Remember Barbies? I had a notoriously large collection of Barbies, started by my older sister. I remember counting them on my basement floor with my mother, when I was four. I had 22 Barbies when I was four. Twenty-two dead-eyed plastic over-sexualized female characters, ripe for the “writing.” I’d get a new Barbie every so often, and add them to the cast list. When I was eleven, a friend gave me her entire collection of Barbie accessories, including a plane, a full zoo and, yes, more Barbies.

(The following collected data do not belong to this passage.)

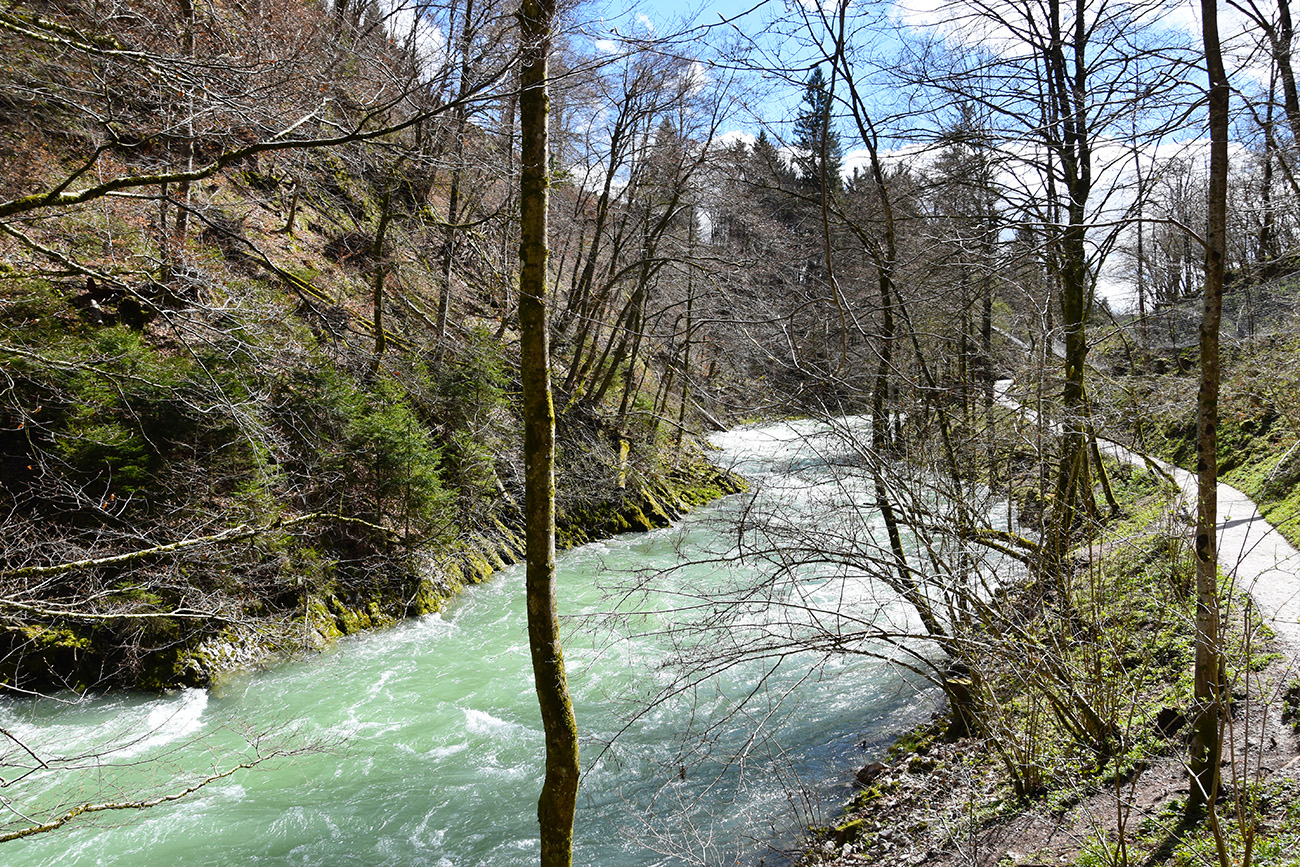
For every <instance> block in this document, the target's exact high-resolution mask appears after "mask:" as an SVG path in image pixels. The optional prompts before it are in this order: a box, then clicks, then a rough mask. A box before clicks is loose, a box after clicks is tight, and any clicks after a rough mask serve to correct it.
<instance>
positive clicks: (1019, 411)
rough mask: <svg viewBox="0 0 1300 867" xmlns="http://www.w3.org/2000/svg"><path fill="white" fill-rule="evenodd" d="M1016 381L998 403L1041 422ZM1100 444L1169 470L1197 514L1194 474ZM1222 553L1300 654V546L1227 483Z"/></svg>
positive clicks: (1120, 460)
mask: <svg viewBox="0 0 1300 867" xmlns="http://www.w3.org/2000/svg"><path fill="white" fill-rule="evenodd" d="M1011 386H1013V382H1011V381H1010V380H1002V381H1000V382H997V383H996V385H995V394H996V398H997V402H998V403H1000V404H1002V406H1004V407H1006V408H1009V409H1014V411H1017V412H1019V413H1021V415H1022V416H1023V417H1024V419H1026V420H1028V421H1032V422H1035V424H1036V413H1035V412H1034V411H1032V409H1028V408H1026V407H1023V406H1021V403H1019V402H1017V400H1015V399H1014V398H1011V396H1010V390H1011ZM1097 447H1099V448H1100V450H1101V451H1102V452H1104V454H1106V455H1108V456H1110V458H1114V459H1115V460H1118V461H1121V463H1126V464H1131V465H1135V467H1156V468H1157V469H1160V471H1161V472H1162V473H1166V474H1167V476H1169V478H1171V480H1173V481H1174V484H1175V485H1178V489H1179V491H1180V498H1182V510H1186V513H1188V515H1191V516H1193V519H1195V515H1196V474H1195V473H1190V472H1187V471H1186V469H1182V468H1179V467H1174V465H1173V464H1169V463H1166V461H1164V460H1160V459H1158V458H1151V456H1149V455H1140V454H1138V452H1135V451H1132V450H1130V448H1127V447H1125V446H1121V445H1119V443H1117V442H1112V441H1109V439H1105V438H1104V437H1099V438H1097ZM1182 510H1180V511H1182ZM1218 558H1219V569H1221V571H1222V572H1223V575H1226V576H1229V577H1231V578H1232V580H1234V582H1235V584H1236V586H1238V588H1240V589H1242V590H1245V591H1247V593H1249V594H1251V598H1252V599H1253V601H1255V604H1256V607H1257V608H1258V611H1260V616H1261V619H1262V620H1264V623H1266V624H1268V625H1269V627H1270V628H1271V629H1273V630H1274V632H1277V634H1278V640H1279V641H1281V642H1282V643H1283V645H1286V647H1287V649H1288V650H1290V651H1291V655H1292V656H1297V655H1300V551H1296V549H1295V547H1292V546H1291V543H1290V542H1287V541H1286V538H1283V536H1282V533H1279V532H1278V530H1277V528H1275V526H1273V525H1271V524H1269V523H1268V521H1266V520H1265V519H1264V516H1262V515H1261V513H1260V507H1258V506H1256V503H1255V500H1252V499H1251V498H1249V497H1247V495H1245V494H1243V493H1242V491H1239V490H1238V489H1235V487H1232V486H1231V485H1225V484H1222V482H1219V486H1218Z"/></svg>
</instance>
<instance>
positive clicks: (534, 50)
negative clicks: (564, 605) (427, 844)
mask: <svg viewBox="0 0 1300 867" xmlns="http://www.w3.org/2000/svg"><path fill="white" fill-rule="evenodd" d="M555 6H556V0H523V4H521V5H520V9H519V13H517V17H519V29H520V36H521V60H520V90H521V92H520V100H519V118H520V151H521V159H520V187H519V205H520V240H519V260H520V279H519V344H520V376H521V380H523V393H524V477H525V486H524V491H525V493H524V515H525V517H524V541H525V560H526V597H528V645H529V650H530V653H532V658H533V680H534V682H536V686H537V701H538V703H539V706H541V715H542V728H543V729H545V733H546V779H545V781H543V784H542V794H541V797H539V798H538V801H537V820H538V824H539V825H541V845H542V854H541V864H542V867H569V866H571V864H572V863H573V812H575V810H576V806H577V781H578V757H577V723H576V721H575V719H573V703H572V701H569V694H568V681H567V679H565V675H564V654H563V651H562V649H560V633H559V617H558V611H556V598H555V406H554V403H552V399H551V378H550V324H549V321H547V312H546V307H547V304H546V295H547V292H546V257H547V231H546V218H547V195H549V191H550V179H549V169H550V165H549V162H550V160H549V147H547V144H549V143H547V117H549V113H550V110H549V109H550V95H549V91H547V83H546V78H547V58H549V55H550V48H551V38H552V34H551V27H552V26H554V22H555Z"/></svg>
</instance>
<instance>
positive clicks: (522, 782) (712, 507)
mask: <svg viewBox="0 0 1300 867" xmlns="http://www.w3.org/2000/svg"><path fill="white" fill-rule="evenodd" d="M816 433H818V428H816V425H814V424H813V422H794V424H781V425H767V426H762V428H749V429H740V430H736V432H729V433H727V434H720V435H719V437H718V438H716V442H718V445H719V446H720V447H722V451H720V452H719V460H720V461H723V463H731V464H732V465H735V467H736V468H737V469H738V471H740V472H742V473H744V474H746V476H748V477H749V478H751V480H753V481H754V482H755V485H757V494H755V495H753V497H751V495H745V494H741V495H736V497H731V498H725V499H723V500H719V502H718V503H715V504H712V506H710V507H707V508H705V510H701V511H698V512H695V513H693V515H690V516H689V517H686V519H685V520H684V521H681V523H680V524H679V525H677V526H675V528H668V529H663V530H656V532H653V533H645V534H629V536H623V537H619V538H615V539H611V541H607V542H599V543H594V545H588V546H585V547H582V549H578V550H573V551H569V552H565V554H562V555H560V595H562V614H563V615H564V616H565V617H567V619H568V620H567V638H565V658H567V663H568V669H569V685H571V689H572V692H573V695H575V699H573V701H575V707H576V712H577V720H578V728H580V731H581V732H582V751H584V768H585V775H584V779H582V788H581V793H580V799H578V816H577V828H576V855H575V863H577V864H584V866H593V867H619V866H632V864H636V866H651V864H654V866H658V864H758V863H766V864H768V866H771V864H776V863H783V859H781V857H780V854H779V851H777V850H779V849H780V848H783V846H789V845H792V844H793V842H794V841H796V840H797V838H798V828H800V827H802V824H806V823H809V822H814V820H816V819H819V818H826V816H831V815H833V812H835V810H836V809H837V803H839V802H840V801H842V799H844V797H845V796H846V794H848V792H849V788H848V783H849V780H852V776H853V770H854V767H857V766H858V764H861V763H863V762H866V760H870V759H871V758H872V754H870V753H868V751H866V750H863V749H862V746H861V744H862V742H863V741H865V740H866V741H867V742H870V744H872V745H876V746H879V744H880V742H881V741H883V740H884V738H887V737H889V736H892V734H896V733H898V732H900V731H902V729H904V728H906V727H907V725H909V723H911V721H914V720H917V719H919V718H923V716H926V715H927V714H928V712H930V710H931V708H933V707H935V706H936V703H937V701H939V699H937V695H936V694H935V690H932V689H927V688H926V686H924V685H923V684H918V682H915V679H911V680H909V679H907V677H905V676H904V675H902V673H900V672H898V671H897V669H894V668H892V667H889V666H887V664H885V663H881V662H879V660H875V659H872V658H868V656H862V655H839V654H822V653H814V651H798V650H796V649H792V647H790V646H789V643H788V641H787V638H788V637H789V636H790V634H794V633H797V632H798V629H800V628H801V625H800V619H801V617H802V619H805V620H806V619H807V617H819V616H822V615H820V614H818V612H823V611H828V610H829V608H831V607H836V608H837V610H841V608H852V607H854V606H857V607H861V608H863V610H868V608H870V610H871V611H876V612H879V611H880V610H881V608H883V607H889V606H894V607H896V603H892V602H889V601H888V599H885V601H880V599H876V597H875V591H874V589H872V588H870V586H867V585H868V584H870V582H867V581H866V580H863V578H862V576H854V575H848V576H845V575H842V573H841V575H829V573H828V575H816V573H807V572H806V571H805V572H802V573H801V575H800V580H798V582H797V584H798V590H794V591H793V593H796V594H797V595H798V599H800V602H801V604H798V606H790V604H776V606H772V604H770V603H771V602H772V601H774V599H776V601H779V602H787V603H788V602H789V599H790V593H792V590H789V589H783V585H781V584H779V582H777V584H770V582H767V576H766V575H764V569H767V571H768V572H771V571H774V569H775V568H776V567H775V565H774V562H772V559H771V558H767V559H762V558H761V559H757V560H754V562H745V563H740V562H737V560H736V545H737V539H738V538H741V537H740V536H738V533H737V529H736V519H737V516H740V515H741V513H745V515H750V516H753V515H755V513H759V512H764V513H772V515H777V516H781V520H783V521H784V525H785V526H787V529H789V526H790V525H792V524H794V525H797V524H798V523H800V521H803V523H806V524H807V525H809V526H818V528H820V529H824V528H826V526H827V525H828V523H833V521H837V520H841V521H870V520H871V519H870V516H866V517H865V516H863V515H862V512H861V511H859V510H858V508H857V507H853V508H850V510H849V513H846V515H840V516H836V515H835V513H833V512H835V510H836V508H837V506H836V503H839V506H840V507H842V506H846V504H848V506H853V503H852V500H854V499H858V497H857V494H858V493H861V491H855V489H854V487H853V485H852V484H846V482H845V481H844V480H842V478H841V477H839V476H837V473H835V472H831V471H829V468H828V465H827V461H826V459H827V458H828V456H833V455H831V452H833V451H835V448H836V447H835V446H833V443H832V441H819V439H818V438H816V437H813V438H807V437H806V434H816ZM829 463H831V464H833V463H836V461H835V460H831V461H829ZM859 502H861V500H859ZM650 576H653V578H651V577H650ZM755 588H766V589H763V590H755ZM719 599H731V601H733V602H736V604H735V606H733V607H732V608H731V610H729V611H728V612H725V614H720V610H719V608H716V607H714V606H711V604H707V603H708V602H711V601H712V602H716V601H719ZM755 599H758V601H761V602H763V604H757V603H755ZM741 601H744V602H741ZM792 611H793V612H796V614H790V612H792ZM810 612H811V614H810ZM892 616H897V617H906V614H905V612H902V611H901V610H896V611H893V612H892ZM710 629H714V630H712V632H711V630H710ZM750 649H753V650H754V651H755V654H754V655H757V656H759V658H757V659H751V658H748V655H746V653H745V651H746V650H750ZM764 649H766V653H764ZM719 660H723V662H719ZM705 675H711V676H710V677H705ZM647 703H649V705H650V707H649V710H646V706H647ZM0 727H3V729H4V731H5V733H8V734H10V736H12V738H13V740H14V741H21V742H22V744H23V745H25V746H26V747H30V749H31V751H32V753H34V754H35V755H39V757H42V759H43V760H44V762H45V764H47V766H49V768H48V770H47V768H42V770H39V771H38V772H35V773H31V775H30V776H27V777H26V779H22V780H19V781H13V783H10V784H9V785H6V786H4V788H0V806H4V807H5V809H8V810H9V811H10V812H18V814H21V815H27V816H32V818H36V816H38V814H39V815H48V811H49V810H51V805H55V803H66V805H75V803H85V802H99V801H114V799H123V798H139V797H149V796H156V794H164V793H168V792H174V790H178V789H181V788H183V786H185V785H187V784H188V783H190V781H192V780H195V779H199V777H201V776H203V775H205V773H212V772H218V771H222V770H226V768H229V767H231V766H233V764H238V763H239V762H240V760H246V759H247V758H248V757H250V755H252V754H253V751H255V750H256V749H260V750H263V751H270V750H276V749H287V750H302V749H303V747H309V749H305V750H303V751H300V753H299V754H296V755H291V757H286V758H276V759H272V760H268V762H266V763H264V764H261V766H259V767H256V768H252V770H247V771H239V772H238V773H235V775H233V776H230V777H226V779H222V780H220V781H216V783H213V784H211V785H208V786H207V788H204V789H201V790H199V792H195V793H194V794H191V796H188V797H187V798H185V799H181V801H177V802H170V803H164V805H161V806H156V807H152V809H149V810H144V811H127V812H110V814H99V815H96V816H94V818H82V819H78V820H75V822H73V823H70V824H69V825H66V827H65V828H62V829H59V831H55V832H52V833H44V835H39V836H35V837H31V838H29V840H22V841H16V842H9V844H5V845H4V850H3V862H4V863H5V864H9V866H10V867H19V866H31V867H35V866H42V867H53V866H56V864H61V866H73V864H78V866H79V864H277V866H278V864H326V866H328V864H391V866H398V864H402V866H408V864H430V866H456V867H461V866H464V867H472V866H510V864H528V863H536V857H537V855H536V853H537V844H536V836H537V828H536V812H534V810H536V798H537V793H538V790H539V780H541V764H542V755H541V754H542V737H541V731H539V721H538V714H537V703H536V695H534V693H533V684H532V673H530V671H529V664H528V647H526V641H525V627H524V608H523V571H521V568H519V567H516V568H512V569H508V571H506V572H503V573H500V575H499V576H498V577H495V578H494V580H493V581H491V582H490V584H486V585H482V586H478V588H472V589H469V590H468V591H465V593H464V594H463V595H461V597H460V599H458V601H456V602H455V604H454V606H451V607H450V608H448V610H447V611H445V612H442V614H441V615H430V616H426V617H422V619H419V620H413V621H409V623H406V624H403V625H400V627H398V628H395V629H390V630H386V632H380V633H373V634H367V636H361V637H355V638H350V640H346V641H343V642H339V643H338V646H335V647H334V649H331V650H330V651H329V653H326V654H324V655H320V656H316V658H312V659H308V660H304V662H298V663H292V664H285V666H281V667H278V668H276V669H273V671H268V672H261V673H255V675H247V676H240V677H237V679H234V680H231V681H229V682H226V684H225V685H224V686H222V688H221V689H220V690H216V692H205V690H183V692H179V693H175V694H170V695H162V697H143V695H108V697H99V698H92V699H81V701H77V702H72V703H61V702H56V701H38V702H8V703H4V705H0ZM5 755H8V757H10V758H13V759H14V760H16V763H17V757H18V751H16V749H13V747H12V745H10V749H9V750H6V751H5ZM26 763H27V764H31V762H26ZM18 773H19V771H18V770H17V767H0V776H3V777H4V780H6V781H12V780H13V777H14V776H17V775H18ZM42 810H44V811H45V812H40V811H42Z"/></svg>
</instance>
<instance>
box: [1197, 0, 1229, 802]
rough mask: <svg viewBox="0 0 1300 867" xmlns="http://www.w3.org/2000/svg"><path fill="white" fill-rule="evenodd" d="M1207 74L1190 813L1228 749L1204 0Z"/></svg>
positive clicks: (1223, 186)
mask: <svg viewBox="0 0 1300 867" xmlns="http://www.w3.org/2000/svg"><path fill="white" fill-rule="evenodd" d="M1201 26H1203V29H1204V38H1205V70H1206V73H1208V74H1209V86H1210V92H1209V125H1210V174H1209V196H1208V201H1206V217H1208V220H1206V230H1205V307H1204V313H1203V317H1201V335H1200V338H1201V383H1200V390H1199V393H1197V396H1196V664H1195V669H1193V679H1195V686H1193V689H1195V697H1196V706H1195V718H1193V720H1192V742H1191V755H1190V760H1188V766H1187V770H1188V776H1190V783H1191V792H1190V793H1188V797H1187V815H1188V816H1190V818H1191V816H1195V815H1196V814H1197V812H1199V811H1201V810H1203V809H1205V807H1209V810H1210V815H1212V816H1213V807H1214V797H1216V794H1217V793H1218V786H1219V754H1221V751H1222V747H1223V651H1222V647H1221V642H1219V607H1218V539H1217V538H1216V537H1217V532H1218V391H1219V352H1218V333H1219V320H1221V317H1222V309H1223V266H1225V261H1223V260H1225V255H1226V251H1227V133H1229V86H1227V73H1226V70H1225V69H1223V57H1222V53H1221V49H1219V36H1218V9H1217V6H1216V3H1214V0H1201Z"/></svg>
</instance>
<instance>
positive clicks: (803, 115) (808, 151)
mask: <svg viewBox="0 0 1300 867" xmlns="http://www.w3.org/2000/svg"><path fill="white" fill-rule="evenodd" d="M794 166H796V168H797V169H798V172H800V186H801V187H802V188H803V191H805V192H815V194H820V192H822V188H823V187H824V188H826V191H827V192H831V194H835V192H840V191H841V190H842V188H844V181H842V170H844V152H842V151H841V148H840V136H839V135H837V134H836V131H835V129H832V126H831V91H829V88H828V86H827V81H826V75H823V74H822V68H820V66H818V68H815V69H814V70H813V74H811V75H809V81H807V83H806V84H805V86H803V105H802V108H801V109H800V114H798V117H796V118H794Z"/></svg>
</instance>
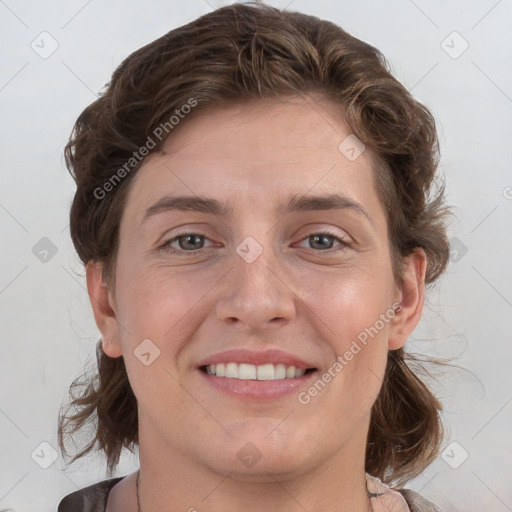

I played the shit out of Barbies.
I’d spend countless hours on the cold, hard floor of my basement playroom, creating plot lines and character analyses, background stories and subplots and character arcs and foils. I’d create narrow alleyways of story, I’d riddle the floor with haphazardly strewn love triangles or surprise plot twists. And I’d remember where I left off every time I came back. And if I “wrote” myself into a corner, I’d start a new chapter. New subplots, new angles. At some point, I got to where I could remember the relationships between every single Barbie, remember their back stories by heart and how they were all connected. By the time I was fourteen (okay, I know it’s embarrassing that I still played with Barbies when I was fourteen, but I didn’t care and I still don’t!) I had a set cast list of about eight of my favorite Barbies that had been in the same characters for years. Two, in particular, I remember clearly. My favorite doll, Anna, and her boyfriend, Ken (yes, Ken, okay) had been dating for probably two years or so (in real people time, I’m not kidding you). I remember feeling like I’d just finished reading a book when I “wrote” their marriage. Like when Andy in Toy Story 3 looks back at his childhood sitting on a stranger’s stoop and thanks them. Those Barbies, like the toys in Toy Story, weren’t just toys. They were my original outlet, my first stories. I loved them, those stories. I loved creating them, I loved acting them out, and I loved finishing them. They were the only stories I could finish without feeling like something could’ve been better.
I don’t write in the conventional sense. Writing doesn’t require putting pen to paper or fingertip to key. Writing doesn’t demand, doesn’t ask anything in return, doesn’t need commitment. You do your writing how you want to do it, when and if you want to do it. If you don’t like writing every day because your words are too precious or you feel your writing should be a crime of passion, then just write when you feel it’s right. Write in your mind; it’s much more flexible. In my mind, I’ve created fully fleshed out characters that have never known the page. I’ve drawn the maps of countless imaginary places, without ever once touching a writing utensil of any kind. In my head, I’ve walked through my plots frame-by-frame, capturing every detail from every angle.
I used to hate myself for being a terrible writer, for not writing every day, for not defying the doctor’s orders and writing anyway like a normal rebel would do. I looked at those posts on Pinterest, and felt my writer’s soul wither away into itself, curl into its own shame. But I won’t do that anymore.
There is no one way to write. You have to pave your own, and that’s what I love about being a “writer.”
So go forth, and “write.” Or don’t. Whatever.